S and I weighed ourselves. She's lost more than me, quel suprise!
Then we went shopping at Sainsburys and spent a hundred quid.
Despite the diplomatic language, Condoleeza Rice's comments are the latest in a long campaign to intimidate Iran. I suspect that the US want far more than the mere removal of a nuclear programme. The US want an internal revolt and the return to a west-friendly regime in the country. Rice's comments will serve to help bring about this end; US threats will create fear within Iran, which has already began to dispense with reforms it had previously introduced, with moderates being undermined. Rice's threats will help those in Iran who want to take a hardline against the west, and those who oppose tenative reforms.
Then of course the US will use the fact of this backsliding towards dictatorship as a reason for more intervention, sanctions, and eventually bombing and intervention. Somewhere down the line a prosperous and powerful nation will have been turned into another Iraq, broken and impoverished, ready to be invaded and occupied, if necessary, if internal dissent hasn't produced a civil war in the mean time.

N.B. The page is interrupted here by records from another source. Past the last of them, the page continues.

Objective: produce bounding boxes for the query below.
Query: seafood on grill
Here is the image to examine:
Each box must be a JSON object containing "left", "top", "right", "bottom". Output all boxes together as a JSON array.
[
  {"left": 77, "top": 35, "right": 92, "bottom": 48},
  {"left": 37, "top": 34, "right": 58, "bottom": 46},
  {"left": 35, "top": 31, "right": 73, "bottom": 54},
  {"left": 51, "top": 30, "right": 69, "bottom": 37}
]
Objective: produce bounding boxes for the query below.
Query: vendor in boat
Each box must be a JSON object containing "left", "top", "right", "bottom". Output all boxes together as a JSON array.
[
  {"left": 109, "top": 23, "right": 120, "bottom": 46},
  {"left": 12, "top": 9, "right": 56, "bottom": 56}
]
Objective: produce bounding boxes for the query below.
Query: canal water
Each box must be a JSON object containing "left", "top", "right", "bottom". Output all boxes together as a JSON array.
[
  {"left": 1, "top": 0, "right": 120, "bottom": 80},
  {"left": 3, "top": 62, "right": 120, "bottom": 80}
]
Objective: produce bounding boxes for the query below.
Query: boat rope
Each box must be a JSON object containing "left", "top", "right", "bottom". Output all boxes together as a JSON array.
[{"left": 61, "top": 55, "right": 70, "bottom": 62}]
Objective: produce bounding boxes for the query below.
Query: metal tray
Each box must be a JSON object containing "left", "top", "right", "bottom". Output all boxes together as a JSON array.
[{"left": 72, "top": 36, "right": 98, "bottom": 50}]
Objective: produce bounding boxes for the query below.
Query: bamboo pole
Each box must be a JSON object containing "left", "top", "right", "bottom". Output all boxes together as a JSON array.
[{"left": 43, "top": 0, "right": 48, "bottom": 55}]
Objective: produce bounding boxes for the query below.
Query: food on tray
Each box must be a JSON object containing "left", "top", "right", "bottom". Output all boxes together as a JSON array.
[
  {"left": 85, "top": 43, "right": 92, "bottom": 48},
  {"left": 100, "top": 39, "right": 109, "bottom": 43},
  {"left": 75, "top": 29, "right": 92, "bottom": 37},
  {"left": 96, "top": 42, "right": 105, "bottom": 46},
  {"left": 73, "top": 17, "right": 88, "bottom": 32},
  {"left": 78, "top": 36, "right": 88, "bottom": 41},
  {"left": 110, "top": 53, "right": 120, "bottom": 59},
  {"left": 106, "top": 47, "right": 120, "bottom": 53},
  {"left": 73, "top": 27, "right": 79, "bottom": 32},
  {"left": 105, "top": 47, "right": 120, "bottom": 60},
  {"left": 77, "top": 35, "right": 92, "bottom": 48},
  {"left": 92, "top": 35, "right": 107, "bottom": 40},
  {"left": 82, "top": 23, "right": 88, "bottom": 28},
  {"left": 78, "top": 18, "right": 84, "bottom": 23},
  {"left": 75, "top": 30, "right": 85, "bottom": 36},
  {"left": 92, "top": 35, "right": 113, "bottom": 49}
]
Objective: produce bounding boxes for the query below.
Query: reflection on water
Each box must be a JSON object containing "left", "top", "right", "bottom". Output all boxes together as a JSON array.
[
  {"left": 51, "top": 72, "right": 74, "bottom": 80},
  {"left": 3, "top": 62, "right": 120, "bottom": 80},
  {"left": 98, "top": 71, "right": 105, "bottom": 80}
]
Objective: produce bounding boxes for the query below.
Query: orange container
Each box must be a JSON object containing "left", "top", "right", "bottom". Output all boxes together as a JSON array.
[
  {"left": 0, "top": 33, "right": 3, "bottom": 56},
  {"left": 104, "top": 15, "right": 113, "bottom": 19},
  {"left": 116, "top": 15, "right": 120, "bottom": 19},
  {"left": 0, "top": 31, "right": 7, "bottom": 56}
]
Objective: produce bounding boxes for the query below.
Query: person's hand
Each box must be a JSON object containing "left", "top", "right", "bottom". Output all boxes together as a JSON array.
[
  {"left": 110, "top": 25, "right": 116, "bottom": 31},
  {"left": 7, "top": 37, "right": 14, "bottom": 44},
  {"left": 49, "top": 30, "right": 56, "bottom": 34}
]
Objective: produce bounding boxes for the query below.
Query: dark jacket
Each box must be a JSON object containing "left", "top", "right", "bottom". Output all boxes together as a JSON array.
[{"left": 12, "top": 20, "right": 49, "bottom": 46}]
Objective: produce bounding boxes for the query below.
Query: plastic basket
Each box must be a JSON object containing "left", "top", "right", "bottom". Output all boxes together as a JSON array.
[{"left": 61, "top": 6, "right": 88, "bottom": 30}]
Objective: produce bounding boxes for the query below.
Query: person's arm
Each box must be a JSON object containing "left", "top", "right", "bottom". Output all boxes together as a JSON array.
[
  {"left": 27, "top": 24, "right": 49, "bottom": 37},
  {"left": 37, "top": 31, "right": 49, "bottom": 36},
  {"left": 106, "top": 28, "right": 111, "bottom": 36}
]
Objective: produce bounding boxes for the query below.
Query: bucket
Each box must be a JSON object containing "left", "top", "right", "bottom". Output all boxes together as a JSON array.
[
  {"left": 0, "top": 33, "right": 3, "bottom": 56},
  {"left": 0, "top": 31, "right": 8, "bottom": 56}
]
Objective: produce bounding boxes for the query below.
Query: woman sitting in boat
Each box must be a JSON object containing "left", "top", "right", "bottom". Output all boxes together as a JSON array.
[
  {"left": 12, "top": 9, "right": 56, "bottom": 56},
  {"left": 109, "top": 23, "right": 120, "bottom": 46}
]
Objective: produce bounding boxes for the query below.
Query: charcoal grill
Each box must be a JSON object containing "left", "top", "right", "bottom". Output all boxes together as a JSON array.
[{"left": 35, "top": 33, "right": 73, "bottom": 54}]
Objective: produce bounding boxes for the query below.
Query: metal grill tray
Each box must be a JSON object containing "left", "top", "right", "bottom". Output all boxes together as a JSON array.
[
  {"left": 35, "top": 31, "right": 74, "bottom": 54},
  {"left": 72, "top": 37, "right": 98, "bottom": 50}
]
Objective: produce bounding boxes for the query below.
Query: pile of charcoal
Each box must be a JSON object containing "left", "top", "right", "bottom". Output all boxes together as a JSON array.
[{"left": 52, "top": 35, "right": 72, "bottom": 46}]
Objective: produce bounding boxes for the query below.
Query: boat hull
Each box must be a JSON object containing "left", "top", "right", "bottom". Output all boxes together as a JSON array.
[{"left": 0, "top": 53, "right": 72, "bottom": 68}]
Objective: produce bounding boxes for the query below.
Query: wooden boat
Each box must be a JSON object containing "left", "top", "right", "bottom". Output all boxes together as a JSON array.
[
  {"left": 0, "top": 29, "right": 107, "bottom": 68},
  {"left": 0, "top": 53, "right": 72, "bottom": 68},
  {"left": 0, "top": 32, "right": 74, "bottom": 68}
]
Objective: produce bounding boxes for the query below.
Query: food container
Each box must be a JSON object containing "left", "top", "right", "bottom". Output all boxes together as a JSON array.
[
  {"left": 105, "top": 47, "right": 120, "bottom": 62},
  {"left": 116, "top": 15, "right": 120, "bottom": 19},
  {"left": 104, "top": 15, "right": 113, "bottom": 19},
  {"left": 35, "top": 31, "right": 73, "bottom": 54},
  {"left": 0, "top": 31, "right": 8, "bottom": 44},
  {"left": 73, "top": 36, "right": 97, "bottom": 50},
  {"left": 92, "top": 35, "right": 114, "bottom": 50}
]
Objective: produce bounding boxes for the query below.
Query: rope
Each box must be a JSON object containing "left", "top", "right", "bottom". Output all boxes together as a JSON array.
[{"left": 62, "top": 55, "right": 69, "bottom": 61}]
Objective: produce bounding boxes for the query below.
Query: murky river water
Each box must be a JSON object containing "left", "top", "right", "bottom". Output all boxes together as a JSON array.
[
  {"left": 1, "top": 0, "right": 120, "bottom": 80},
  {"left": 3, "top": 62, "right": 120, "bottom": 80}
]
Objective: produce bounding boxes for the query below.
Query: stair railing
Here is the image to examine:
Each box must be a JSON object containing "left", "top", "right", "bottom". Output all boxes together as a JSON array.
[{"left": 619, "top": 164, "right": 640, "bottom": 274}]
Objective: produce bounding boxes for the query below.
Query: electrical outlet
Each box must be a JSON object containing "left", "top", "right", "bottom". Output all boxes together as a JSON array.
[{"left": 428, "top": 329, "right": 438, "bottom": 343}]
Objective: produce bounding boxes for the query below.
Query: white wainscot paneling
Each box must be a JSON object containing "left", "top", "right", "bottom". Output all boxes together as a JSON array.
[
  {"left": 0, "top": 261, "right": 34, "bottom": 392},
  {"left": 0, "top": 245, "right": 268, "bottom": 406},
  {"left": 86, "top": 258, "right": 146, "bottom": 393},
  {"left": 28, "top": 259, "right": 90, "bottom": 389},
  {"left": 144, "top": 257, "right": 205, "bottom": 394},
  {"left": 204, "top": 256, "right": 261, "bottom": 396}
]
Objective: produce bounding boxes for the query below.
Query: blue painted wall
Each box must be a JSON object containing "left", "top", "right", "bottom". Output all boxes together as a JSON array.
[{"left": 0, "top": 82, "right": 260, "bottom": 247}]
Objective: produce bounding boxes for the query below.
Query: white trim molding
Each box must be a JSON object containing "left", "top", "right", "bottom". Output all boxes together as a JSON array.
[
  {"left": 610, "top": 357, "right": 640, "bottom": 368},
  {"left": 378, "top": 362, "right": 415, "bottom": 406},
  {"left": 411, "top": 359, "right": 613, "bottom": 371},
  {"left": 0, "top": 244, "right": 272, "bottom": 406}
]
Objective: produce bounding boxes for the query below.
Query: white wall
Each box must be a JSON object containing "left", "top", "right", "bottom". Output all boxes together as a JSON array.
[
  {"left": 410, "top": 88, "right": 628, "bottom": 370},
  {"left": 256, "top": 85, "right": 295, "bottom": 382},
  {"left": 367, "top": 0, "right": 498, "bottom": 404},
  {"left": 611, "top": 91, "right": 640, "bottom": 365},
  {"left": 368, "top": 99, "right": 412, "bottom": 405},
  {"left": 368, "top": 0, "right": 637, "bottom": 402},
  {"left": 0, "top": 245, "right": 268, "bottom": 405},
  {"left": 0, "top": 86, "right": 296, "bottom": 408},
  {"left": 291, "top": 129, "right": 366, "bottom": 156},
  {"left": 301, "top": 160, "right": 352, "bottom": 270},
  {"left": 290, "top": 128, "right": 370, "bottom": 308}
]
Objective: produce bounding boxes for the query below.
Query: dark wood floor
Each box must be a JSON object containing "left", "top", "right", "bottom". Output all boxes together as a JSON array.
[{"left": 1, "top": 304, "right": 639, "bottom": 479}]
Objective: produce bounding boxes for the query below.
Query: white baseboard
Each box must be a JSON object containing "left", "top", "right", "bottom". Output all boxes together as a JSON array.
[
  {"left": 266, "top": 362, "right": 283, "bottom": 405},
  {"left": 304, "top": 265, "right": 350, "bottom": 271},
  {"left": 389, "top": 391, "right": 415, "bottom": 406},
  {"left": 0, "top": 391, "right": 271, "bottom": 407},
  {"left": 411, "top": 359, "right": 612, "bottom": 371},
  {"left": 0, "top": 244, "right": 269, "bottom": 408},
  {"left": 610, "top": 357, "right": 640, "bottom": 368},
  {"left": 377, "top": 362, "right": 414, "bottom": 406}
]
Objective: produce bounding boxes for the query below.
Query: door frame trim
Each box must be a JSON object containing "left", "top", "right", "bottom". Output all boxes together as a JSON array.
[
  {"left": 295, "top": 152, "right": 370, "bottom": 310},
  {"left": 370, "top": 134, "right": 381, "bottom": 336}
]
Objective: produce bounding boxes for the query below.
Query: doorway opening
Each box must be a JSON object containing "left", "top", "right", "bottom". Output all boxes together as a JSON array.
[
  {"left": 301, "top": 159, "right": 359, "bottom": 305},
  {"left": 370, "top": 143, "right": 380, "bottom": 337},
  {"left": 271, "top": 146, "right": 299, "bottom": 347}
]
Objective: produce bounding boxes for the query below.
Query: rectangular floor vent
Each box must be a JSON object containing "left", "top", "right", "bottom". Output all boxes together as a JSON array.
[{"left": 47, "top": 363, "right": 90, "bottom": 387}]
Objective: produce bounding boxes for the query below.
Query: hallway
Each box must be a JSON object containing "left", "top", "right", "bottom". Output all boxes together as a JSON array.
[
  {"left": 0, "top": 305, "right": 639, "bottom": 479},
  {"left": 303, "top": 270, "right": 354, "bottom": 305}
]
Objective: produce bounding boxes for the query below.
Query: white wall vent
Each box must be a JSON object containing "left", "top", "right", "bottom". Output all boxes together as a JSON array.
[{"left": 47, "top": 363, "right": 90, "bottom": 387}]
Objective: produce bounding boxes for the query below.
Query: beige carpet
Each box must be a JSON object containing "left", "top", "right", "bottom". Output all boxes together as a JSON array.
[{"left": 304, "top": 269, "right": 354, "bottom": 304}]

Rice is now giving out warnings, just days after it was reported that the US had no intention of invading Iran (with the "for now" comment included in only some reports). She is now warning that the patience of the Bush administration was not unlimited. Clearly not! She added "we believe this is the time for diplomacy", there was "no deadline" and "no timeline" and said a "diplomatic solution is in our grasp". "It is obvious that, if Iran cannotbe made to live up to its international obligations, the IAEA statutes suggest Iran would have to be referred to the UNSC." A repeat of the long campaign against Iraq.
But what about Saudi Arabia? Its election on the 10th allowed no females to vote, and no female candidates to stand. Men will be electing only half of the members to local councils and the rest will be appointed by the Royal family.
All key ministerial posts are held by crown princes and the unelected parliament's role is purely consultative. Less than one third of those eligible to vote have actually registered, and there are no political parties mainly businessmen engaged in self -promotion. Anyone suggesting a change to this system is barred from standing, arrested, imprisoned, and probably tortured using British-made equipment. Marvellous!
When are we going to bring democracy to this oppressive Arab dictatorship then?
So far the US have failed to condemn these elections. They wouldn't dare, knowing full well that if the Saudis wanted to - they could cause US prosperity to collapse overnight.